In the history of ancient Earth, Triassic is considered one of the most agitated periods, since it marks the transition between the Permian (the last “remnant” of the Paleozoic era) and the famous Jurassic, with its exploding bio-diversity. During Triassic, Earth was still dominated by Pangaea, the mammoth continent from which all of today’s continents have emerged, and which influenced world’s climate in a totally different way.
However, the notable aspect that most paleontologists speak of when dealing with Triassic is the catastrophic and still unexplained bio-cataclysm that determined the disappearance of 96 percent of all marine species and 70 percent of land vertebrate species. Sometimes called the Great Dying, this massive extinction happened around 251 million years ago and it took more than 6 million years for the bio-diversity to recover.
So that means that around 215 million years ago, when the animal whose stoned remains have recently been discovered in New Mexico died, life on Earth should have thrived again, with new species of more powerful animals dominating the vastness of the planetary ocean and the green tropical woods that spread way beyond the Tropics.
Surprisingly, the fossil finding suggests that “older” species of animals, thought extinct after the Great Dying, continued to co-exist with their “newer” and better adapted relatives, the dinosaurs.
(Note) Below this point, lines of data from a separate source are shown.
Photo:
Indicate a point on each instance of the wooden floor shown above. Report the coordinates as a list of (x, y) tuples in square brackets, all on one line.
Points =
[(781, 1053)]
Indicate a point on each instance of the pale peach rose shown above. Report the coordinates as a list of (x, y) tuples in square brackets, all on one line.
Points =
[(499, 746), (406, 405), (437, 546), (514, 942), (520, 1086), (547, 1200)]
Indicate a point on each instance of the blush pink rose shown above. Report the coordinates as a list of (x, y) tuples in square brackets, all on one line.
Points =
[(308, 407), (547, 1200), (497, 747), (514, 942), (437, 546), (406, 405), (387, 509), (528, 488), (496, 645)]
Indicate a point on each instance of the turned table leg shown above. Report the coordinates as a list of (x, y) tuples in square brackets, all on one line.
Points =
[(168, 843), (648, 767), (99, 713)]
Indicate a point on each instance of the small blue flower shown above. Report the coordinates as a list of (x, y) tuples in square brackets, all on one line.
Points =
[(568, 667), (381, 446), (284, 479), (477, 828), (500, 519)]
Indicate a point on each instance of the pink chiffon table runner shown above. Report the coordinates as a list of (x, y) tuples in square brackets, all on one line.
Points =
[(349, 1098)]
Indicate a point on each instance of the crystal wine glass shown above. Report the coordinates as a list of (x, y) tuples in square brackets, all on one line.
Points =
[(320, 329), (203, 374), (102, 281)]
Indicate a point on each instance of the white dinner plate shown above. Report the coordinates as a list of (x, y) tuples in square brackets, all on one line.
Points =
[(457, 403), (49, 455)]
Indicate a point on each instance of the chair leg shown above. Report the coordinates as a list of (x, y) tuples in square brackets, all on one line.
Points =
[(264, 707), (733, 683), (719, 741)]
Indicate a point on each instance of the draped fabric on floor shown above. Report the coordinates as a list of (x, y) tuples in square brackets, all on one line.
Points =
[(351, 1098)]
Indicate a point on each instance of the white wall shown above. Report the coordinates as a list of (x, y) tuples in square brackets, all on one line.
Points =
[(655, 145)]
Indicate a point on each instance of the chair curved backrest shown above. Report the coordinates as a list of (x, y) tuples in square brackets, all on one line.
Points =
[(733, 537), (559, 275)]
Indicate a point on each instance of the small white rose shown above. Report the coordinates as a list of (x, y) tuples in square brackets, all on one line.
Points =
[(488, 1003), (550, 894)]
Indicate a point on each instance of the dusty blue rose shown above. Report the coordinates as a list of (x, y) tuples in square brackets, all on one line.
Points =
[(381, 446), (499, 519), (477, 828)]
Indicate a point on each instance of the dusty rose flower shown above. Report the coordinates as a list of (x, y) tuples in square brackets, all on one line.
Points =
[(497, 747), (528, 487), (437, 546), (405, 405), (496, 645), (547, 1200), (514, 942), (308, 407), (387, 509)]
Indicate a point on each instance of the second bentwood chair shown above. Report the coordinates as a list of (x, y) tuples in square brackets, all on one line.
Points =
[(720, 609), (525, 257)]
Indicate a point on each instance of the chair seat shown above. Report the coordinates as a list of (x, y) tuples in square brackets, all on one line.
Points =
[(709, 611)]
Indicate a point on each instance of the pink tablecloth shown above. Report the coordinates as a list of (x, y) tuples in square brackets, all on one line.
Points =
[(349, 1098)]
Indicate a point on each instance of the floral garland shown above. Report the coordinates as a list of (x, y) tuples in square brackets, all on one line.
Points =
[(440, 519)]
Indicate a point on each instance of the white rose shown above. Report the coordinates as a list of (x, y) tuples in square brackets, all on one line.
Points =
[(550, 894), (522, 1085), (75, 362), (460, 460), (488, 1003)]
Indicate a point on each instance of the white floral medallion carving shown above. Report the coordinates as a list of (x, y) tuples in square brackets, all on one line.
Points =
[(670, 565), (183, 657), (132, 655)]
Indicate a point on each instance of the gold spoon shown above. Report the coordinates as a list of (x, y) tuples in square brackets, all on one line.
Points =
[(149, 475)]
The first true dinosaurs were thought to have emerged about 230 million years ago (roughly 20 million years after the Triassic extinction) and were not at all as impressive as Hollywood movies try to portray them: a dino-ancestor called Eoraptor was the size of a modern day dog and was not a predator, although it did consume meat. However, because Eoraptor's skeleton shows some advanced skeletal features, older dinosaurs may yet be found.
The 215 million years fossil from New Mexico shows that it took true dinosaurs a whole lot more to break loose from their “degraded” ancestors and conquer the food chain, during the Jurassic. Most paleontologists believe that “dinosaur-wannabes” (or "basal dinosauromorphs," ) like the Eoraptor were suppressed by their evolved relatives, in the virtue of “survival of the fittest” law. Turns out they co-existed for quite a while: around 15 to 20 million years.
"When dinosaurs first evolved, they were not very common and they were pretty small," said Randall Irmis of the University of California-Berkeley, who worked on the study.
"So they're not the dominant predators or creatures on land at all during most of the Triassic. And it's only really until the Jurassic when they really explode in diversity and reach these huge sizes that we're so familiar with," Irmis added.
"For the first time, we're finding the earliest dinosaurs and their closest relatives together," paleontologist Kevin Padian of the University of California-Berkeley, one of the researchers, said in a telephone interview with Reuters.
"That tells us that the transition to the beginning of the age of dinosaurs was not a very-rapid affair and that, therefore, it wasn't instant competitive superiority."